Conventional military threats have decreased, but terrorist organizations, rockets, missiles and Iran remain a danger, he said.
“The threats have only changed, taken on a different form, evasive, slippery, uncurbed, and can surprise and cause damages to Israel and its citizens.”
Hezbollah and Hamas are armed with tens of thousands of rockets of different types and on the day they receive the order, “they’ll fire them at our cities and civilians.
Although Hezbollah is busy these months with combat on behalf of the regime of [Syrian President] Bashar Assad, it is ready for a conflict with Israel, with Iranian and Syrian assistance,” he added.
“Lebanese citizens and their leaders must understand that for every Hezbollah attack on us, the organization and Lebanon itself will be considered responsible and will pay the price,” Ya’alon said The brutal Syrian civil war presents security risks, but also opportunities, he added.
“The fact that Arab states are busy with themselves and their survival… prevents them from focusing on us.”
Also on Tuesday, in a lengthy interview with Israel Radio, Chief of Staff Lt.-Gen. Benny Gantz said that the IDF has the ability to attack Iran’s nuclear sites without help from other other nations.
When asked if the IDF has the capabilities to attack Iran alone, Gantz answered “unequivocally, yes.
“The Iranian challenge is a meaningful one.

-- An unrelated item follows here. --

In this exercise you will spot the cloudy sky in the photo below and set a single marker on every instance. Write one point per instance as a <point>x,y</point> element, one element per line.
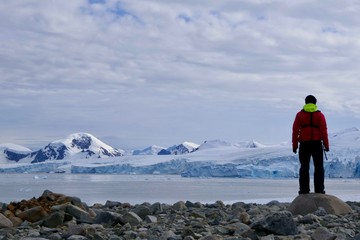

We must look at it strategically long-term.
We will do what needs to be done, when it needs to be done,” he said.
Gantz said that the top political and military officials discussed a possible strike in Iran, but denied reports that there were arguments on the topic.
“There are long, continuous discussions, and I presume we’ll have more of those in the future,” he said.
On the northern front, Gantz assured that the IDF is ready for a possible military confrontation with Syria and with Lebanon.
“We are ready, at any given time and in an immediate manner, for a war with Syria, both on the defense and on the offense. I don’t see it happening tomorrow morning, but despite that we are ready.”
On the southern front, Gantz discussed the achievements of Operation Pillar of Defense last November and said the relative quiet maintained since the cease-fire agreement with Hamas is a testament to the deterrence Israel established.
“There were several isolated incidents lately that were made to appear more prominent because of the relative quiet, and rightfully so. We have no intention to go back to the situation that was before Pillar of Defense. If this quiet continues [and no rockets are fired], there will be quiet in the Gaza Strip,” he said. “If the quiet does not continue, there will be no quiet in the Gaza Strip and it will be very painful [for the Hamas leadership] and we will not be afraid to resume our operations in the Strip and even extend them.
“We must not forget that Hamas holds full and direct responsibility to everything that happens in the Gaza Strip,” Gantz continued. “If rockets are fired from [the Strip], it’s either because Hamas allows it or because it doesn’t control the Strip. It is [Hamas’s] responsibility and we will demand that of it.”
The chief of staff also said the situation in the West Bank is not as grave as it was prior to the outbreaks of the first and second intifada, in 1987 and 2000, respectively, and that a third intifada was not currently on the horizon.
Regardless, Gantz assured that the IDF is ready for any possible escalation.
Gantz spoke at length about the enlistment of haredim into army service, asserting that “in principle, every citizen needs to serve their country” and promising the process will be “gradually, evolving.”
The chief of staff also stressed that the IDF needs any offered manpower to maintain the level of preparedness of its soldiers and its reserve soldiers.
“There are more fronts, more challenges. We need to be able to perform operational duty, as well as be in the required level of readiness for any possible escalation.
We also need to allow our reserve soldiers to drill as required and not just carry out operational duties. The more manpower we have, the better our response on a day-to-day basis will be,” he explained.